Summer Haze: V

It was still a day before the 24th, but I was a nervous wreck already. I was done with the Christmas presents, but I wasn't confident enough that your family would like them. After more than a year, I would finally get to meet them, although you would still be introducing me as your friend hoping that somehow they'd get what that meant. You wanted to make me feel better after the summer my mother had died. You wanted to welcome me into your world when I had felt so unwelcome in mine.


I didn't know how I should behave, how I should look or how I should dress. These were the moments I feel so incapacitated as a human being, when all my shortcomings and insecurities manifest on the surface. I wasn't quite sure if they would like me or if they would see me good enough for you, but then I thought how ridiculous this whole fretting was knowing that I would be introduced only as your friend. But still, first impressions last and I wanted to make a good one.

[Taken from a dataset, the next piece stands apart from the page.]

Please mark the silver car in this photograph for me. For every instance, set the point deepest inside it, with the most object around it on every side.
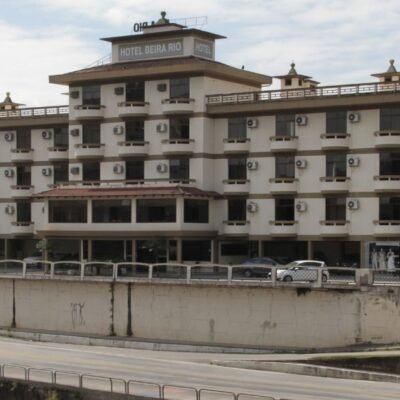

We were to go there for lunch, because your Christmas dinners were strictly family affairs. I asked you if you could spend the night with me in Makati and we could drive there together in my car so that, at least, they'll see that I have my own car. You agreed and I was there in the living room staring at the clock waiting for it to strike six. That's the time you usually send me a text message to tell me that you're out of your office. I didn't know what to do so I went to the bedroom and checked the presents once again. I counted eight of them, for your parents, three sisters and their children. I walked back to the living room and stared at the clock that wasn't quite six yet. That's what's irritating with time. It has the ability to go the opposite of how you want it to be. I turned on the TV and flipped through the cable channels. There was nothing interesting or if there were, they had started sometime ago that I couldn't follow their story lines. At ten minutes past six I thought that any minute now, my cellphone would beep. But twenty minutes later, it remained defiantly silent. I looked at it and sent a text message to myself to see if I was having phone problems. Given the holidays, it was possible, but I got my text message as soon as I sent it.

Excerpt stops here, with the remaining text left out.